- Culture
- 02 Sep 03
There comes a time in every little girl’s life when her mother anxiously enters the room demanding that her progeny put down that copy of Albert’s Quantum Mechanics and Experience to best facilitate a ‘little talk’. “Now dear,” she says, “you must promise mummy that you will never, ever play with any boys who quote liberally from German writers. Even if they seem terribly nice, if you hear something that sounds remotely Nietzschean, for example, then you’ll know that they’re not a good sort. Only self-obsessed types go in for that kind of thing. Oh, and always wear clean knickers in case you get hit by a speeding juggernaut.”
Alas, the female characters of Goldfish Memory don’t appear to have attended nearly closely enough to the aforementioned lecture. (Although they presumably took something in, because all of the underwear on display is quite immaculate.) Three of them let the side down completely by succumbing to the ‘charms’ of a Rainer Maria Rilke quoting professor who likes to be whispered to in German at intimate moments. Good grief, were all the guys into crush-porn and nasal sex already taken or what?

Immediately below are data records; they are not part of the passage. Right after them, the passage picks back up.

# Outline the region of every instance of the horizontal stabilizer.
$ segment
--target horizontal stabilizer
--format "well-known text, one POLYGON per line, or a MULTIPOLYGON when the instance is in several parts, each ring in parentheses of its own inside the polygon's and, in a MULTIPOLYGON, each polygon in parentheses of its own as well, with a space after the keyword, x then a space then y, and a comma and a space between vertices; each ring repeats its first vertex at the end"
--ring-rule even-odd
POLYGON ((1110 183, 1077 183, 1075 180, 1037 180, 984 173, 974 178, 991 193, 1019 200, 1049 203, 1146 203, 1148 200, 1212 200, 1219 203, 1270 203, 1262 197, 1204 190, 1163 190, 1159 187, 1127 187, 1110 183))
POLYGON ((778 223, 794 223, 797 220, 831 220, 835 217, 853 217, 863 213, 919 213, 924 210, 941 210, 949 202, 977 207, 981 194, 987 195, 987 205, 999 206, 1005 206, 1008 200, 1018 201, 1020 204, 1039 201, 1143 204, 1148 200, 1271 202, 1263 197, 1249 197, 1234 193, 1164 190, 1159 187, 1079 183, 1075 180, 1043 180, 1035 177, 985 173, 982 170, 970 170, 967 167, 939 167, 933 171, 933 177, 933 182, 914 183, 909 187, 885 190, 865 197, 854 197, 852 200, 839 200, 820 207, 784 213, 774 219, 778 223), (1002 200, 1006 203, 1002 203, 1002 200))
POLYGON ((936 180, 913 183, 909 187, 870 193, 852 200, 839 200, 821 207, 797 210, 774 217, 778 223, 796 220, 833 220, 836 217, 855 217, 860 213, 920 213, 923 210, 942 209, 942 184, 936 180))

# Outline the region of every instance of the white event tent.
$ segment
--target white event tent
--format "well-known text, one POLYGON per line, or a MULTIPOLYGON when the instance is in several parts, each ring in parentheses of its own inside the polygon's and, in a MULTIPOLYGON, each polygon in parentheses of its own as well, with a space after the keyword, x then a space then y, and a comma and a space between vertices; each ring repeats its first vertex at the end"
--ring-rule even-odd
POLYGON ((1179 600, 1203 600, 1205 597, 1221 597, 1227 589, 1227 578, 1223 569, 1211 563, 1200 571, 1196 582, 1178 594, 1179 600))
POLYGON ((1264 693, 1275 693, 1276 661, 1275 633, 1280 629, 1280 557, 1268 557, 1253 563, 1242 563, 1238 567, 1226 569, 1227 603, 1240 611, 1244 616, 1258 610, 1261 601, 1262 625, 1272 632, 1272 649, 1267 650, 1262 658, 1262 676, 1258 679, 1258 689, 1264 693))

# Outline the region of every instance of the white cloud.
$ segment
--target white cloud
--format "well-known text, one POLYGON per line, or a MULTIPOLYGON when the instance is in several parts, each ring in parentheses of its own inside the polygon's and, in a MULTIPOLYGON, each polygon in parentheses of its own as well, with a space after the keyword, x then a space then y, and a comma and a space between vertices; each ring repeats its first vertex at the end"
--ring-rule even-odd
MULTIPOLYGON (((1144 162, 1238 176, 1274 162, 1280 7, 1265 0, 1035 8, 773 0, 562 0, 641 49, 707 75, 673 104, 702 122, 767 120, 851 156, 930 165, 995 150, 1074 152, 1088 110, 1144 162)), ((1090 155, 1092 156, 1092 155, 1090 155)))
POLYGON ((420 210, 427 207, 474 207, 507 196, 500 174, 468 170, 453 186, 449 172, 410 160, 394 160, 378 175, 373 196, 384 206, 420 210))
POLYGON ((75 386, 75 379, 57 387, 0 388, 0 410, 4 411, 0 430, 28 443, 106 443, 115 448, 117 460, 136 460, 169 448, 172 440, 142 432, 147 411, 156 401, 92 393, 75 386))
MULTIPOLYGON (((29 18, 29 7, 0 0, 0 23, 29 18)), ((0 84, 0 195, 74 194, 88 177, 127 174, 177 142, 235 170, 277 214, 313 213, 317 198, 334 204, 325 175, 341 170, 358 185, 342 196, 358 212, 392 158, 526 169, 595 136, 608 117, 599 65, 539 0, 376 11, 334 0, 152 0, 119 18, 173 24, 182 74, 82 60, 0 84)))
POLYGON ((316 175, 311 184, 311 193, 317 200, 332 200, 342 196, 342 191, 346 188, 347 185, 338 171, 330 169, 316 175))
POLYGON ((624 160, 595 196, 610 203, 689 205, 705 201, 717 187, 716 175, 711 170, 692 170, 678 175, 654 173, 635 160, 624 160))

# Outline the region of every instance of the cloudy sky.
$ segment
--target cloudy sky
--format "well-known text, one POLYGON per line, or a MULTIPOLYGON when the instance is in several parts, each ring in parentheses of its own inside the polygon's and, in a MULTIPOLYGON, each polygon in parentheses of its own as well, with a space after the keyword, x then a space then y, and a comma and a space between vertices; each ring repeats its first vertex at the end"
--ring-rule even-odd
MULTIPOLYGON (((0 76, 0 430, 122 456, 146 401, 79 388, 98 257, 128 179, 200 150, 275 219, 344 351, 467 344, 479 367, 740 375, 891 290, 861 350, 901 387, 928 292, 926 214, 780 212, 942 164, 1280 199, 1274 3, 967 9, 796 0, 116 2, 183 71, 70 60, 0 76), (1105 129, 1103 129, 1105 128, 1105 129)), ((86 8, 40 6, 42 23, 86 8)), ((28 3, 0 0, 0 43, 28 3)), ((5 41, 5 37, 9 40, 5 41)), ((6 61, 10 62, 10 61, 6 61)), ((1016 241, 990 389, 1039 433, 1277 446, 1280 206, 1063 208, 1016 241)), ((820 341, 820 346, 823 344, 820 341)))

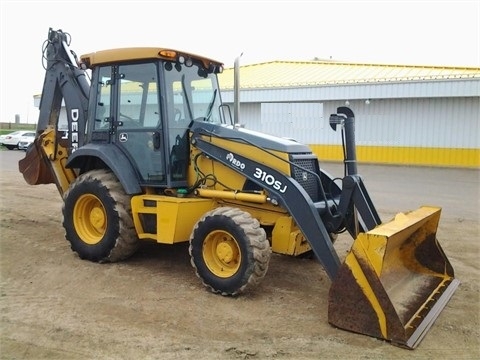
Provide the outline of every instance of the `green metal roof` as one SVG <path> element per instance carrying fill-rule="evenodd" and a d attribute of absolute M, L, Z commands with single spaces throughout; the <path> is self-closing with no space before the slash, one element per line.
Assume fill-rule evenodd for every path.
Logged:
<path fill-rule="evenodd" d="M 222 89 L 233 89 L 233 73 L 228 68 L 219 74 Z M 453 79 L 480 79 L 480 68 L 335 61 L 272 61 L 240 67 L 242 89 Z"/>

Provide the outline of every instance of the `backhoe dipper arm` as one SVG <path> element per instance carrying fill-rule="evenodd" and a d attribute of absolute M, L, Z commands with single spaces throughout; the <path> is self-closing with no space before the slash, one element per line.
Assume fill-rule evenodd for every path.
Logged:
<path fill-rule="evenodd" d="M 318 210 L 310 196 L 295 179 L 202 139 L 198 130 L 195 130 L 192 135 L 192 144 L 206 156 L 267 189 L 270 197 L 274 197 L 293 217 L 330 279 L 335 278 L 340 268 L 338 255 Z"/>
<path fill-rule="evenodd" d="M 48 127 L 58 130 L 62 100 L 68 119 L 68 151 L 75 151 L 84 141 L 90 84 L 85 70 L 80 69 L 68 47 L 68 34 L 52 30 L 44 46 L 47 60 L 40 100 L 37 136 Z"/>
<path fill-rule="evenodd" d="M 35 141 L 18 163 L 28 184 L 54 183 L 60 194 L 77 176 L 65 164 L 84 143 L 90 89 L 85 70 L 78 68 L 74 53 L 68 49 L 68 40 L 63 31 L 49 29 L 43 48 L 47 62 Z M 67 112 L 66 129 L 59 129 L 62 101 Z M 68 136 L 62 136 L 59 130 L 66 130 Z"/>

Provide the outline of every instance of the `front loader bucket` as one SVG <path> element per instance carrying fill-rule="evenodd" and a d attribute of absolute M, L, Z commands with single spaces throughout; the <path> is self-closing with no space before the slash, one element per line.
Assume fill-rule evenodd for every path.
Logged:
<path fill-rule="evenodd" d="M 36 138 L 27 149 L 25 157 L 18 162 L 18 170 L 29 185 L 55 184 L 47 158 L 39 145 L 40 138 Z"/>
<path fill-rule="evenodd" d="M 418 345 L 459 285 L 436 240 L 440 211 L 398 214 L 357 237 L 330 288 L 330 324 Z"/>

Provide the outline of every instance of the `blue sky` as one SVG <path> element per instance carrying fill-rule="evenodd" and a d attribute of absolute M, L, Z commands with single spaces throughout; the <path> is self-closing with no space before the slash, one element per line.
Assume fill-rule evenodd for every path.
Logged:
<path fill-rule="evenodd" d="M 165 46 L 233 66 L 315 57 L 480 67 L 480 1 L 22 1 L 0 3 L 0 121 L 36 122 L 48 29 L 77 54 Z"/>

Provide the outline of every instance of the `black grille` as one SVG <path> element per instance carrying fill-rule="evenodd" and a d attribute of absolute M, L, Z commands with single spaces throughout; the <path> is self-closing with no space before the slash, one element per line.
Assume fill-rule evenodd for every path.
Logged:
<path fill-rule="evenodd" d="M 143 231 L 148 234 L 157 233 L 157 215 L 155 214 L 139 214 L 142 222 Z"/>
<path fill-rule="evenodd" d="M 293 178 L 305 189 L 313 202 L 319 201 L 317 177 L 311 173 L 318 173 L 318 159 L 312 155 L 293 155 L 292 163 Z"/>

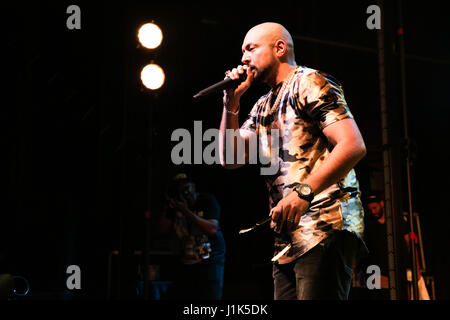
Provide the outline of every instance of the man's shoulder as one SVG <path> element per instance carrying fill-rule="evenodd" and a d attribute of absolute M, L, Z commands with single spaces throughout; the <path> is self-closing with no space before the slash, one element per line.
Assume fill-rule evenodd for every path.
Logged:
<path fill-rule="evenodd" d="M 218 205 L 217 198 L 209 192 L 199 192 L 197 196 L 197 203 L 202 205 Z"/>
<path fill-rule="evenodd" d="M 330 73 L 319 70 L 319 69 L 305 67 L 305 66 L 299 67 L 299 72 L 297 73 L 297 79 L 300 80 L 303 85 L 315 84 L 315 85 L 322 87 L 330 82 L 337 84 L 339 86 L 341 85 L 339 80 L 337 80 Z"/>
<path fill-rule="evenodd" d="M 220 216 L 219 202 L 212 193 L 198 193 L 196 208 L 197 210 L 204 211 L 207 219 L 218 219 Z"/>
<path fill-rule="evenodd" d="M 217 201 L 216 197 L 212 193 L 205 192 L 205 191 L 199 192 L 198 193 L 198 198 L 201 199 L 201 200 Z"/>
<path fill-rule="evenodd" d="M 302 75 L 309 75 L 309 74 L 311 74 L 311 73 L 314 73 L 314 72 L 318 72 L 319 70 L 317 70 L 317 69 L 314 69 L 314 68 L 310 68 L 310 67 L 307 67 L 307 66 L 298 66 L 298 71 L 299 71 L 299 74 L 302 74 Z"/>

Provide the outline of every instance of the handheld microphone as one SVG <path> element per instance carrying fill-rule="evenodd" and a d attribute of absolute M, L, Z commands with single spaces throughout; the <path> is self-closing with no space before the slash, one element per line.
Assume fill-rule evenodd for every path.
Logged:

Teutonic fumblings aside, Goldfish’s plot consists largely of a series of couplings and uncouplings, of people getting it on, and getting kicked off again. Clara (O’Shaughnessy) sees lover Tom (Campion) with Isolde (Glascott), and ends up seeking solace in the arms of Angie (Montgomery). In no time straight girls are getting converted to the ways of the pussy, gay men are waking up beside lesbians and everyone’s engaging in a copulating version of Swap Shop minus Noel Edmonds.
The resulting film looks and feels very contemporary, full of primary colours and clean lines; basically think Dublin as built from an Ikea flatpack. Even more impressively, debutante director Gill has managed to film sex scenes that don’t make you wilt away with embarrassment, thereby enabling the portrayal of shifting sexualities in a fun, sensual way that doesn’t cause offence to half the planet.
Okay, so Goldfish Memory is hardly life-changing stuff, but it is bright and sparky – a pretty little firecracker of a movie that’s destined to appease girlie student types everywhere.
86 mins. Cert 15pg. Opens September 5.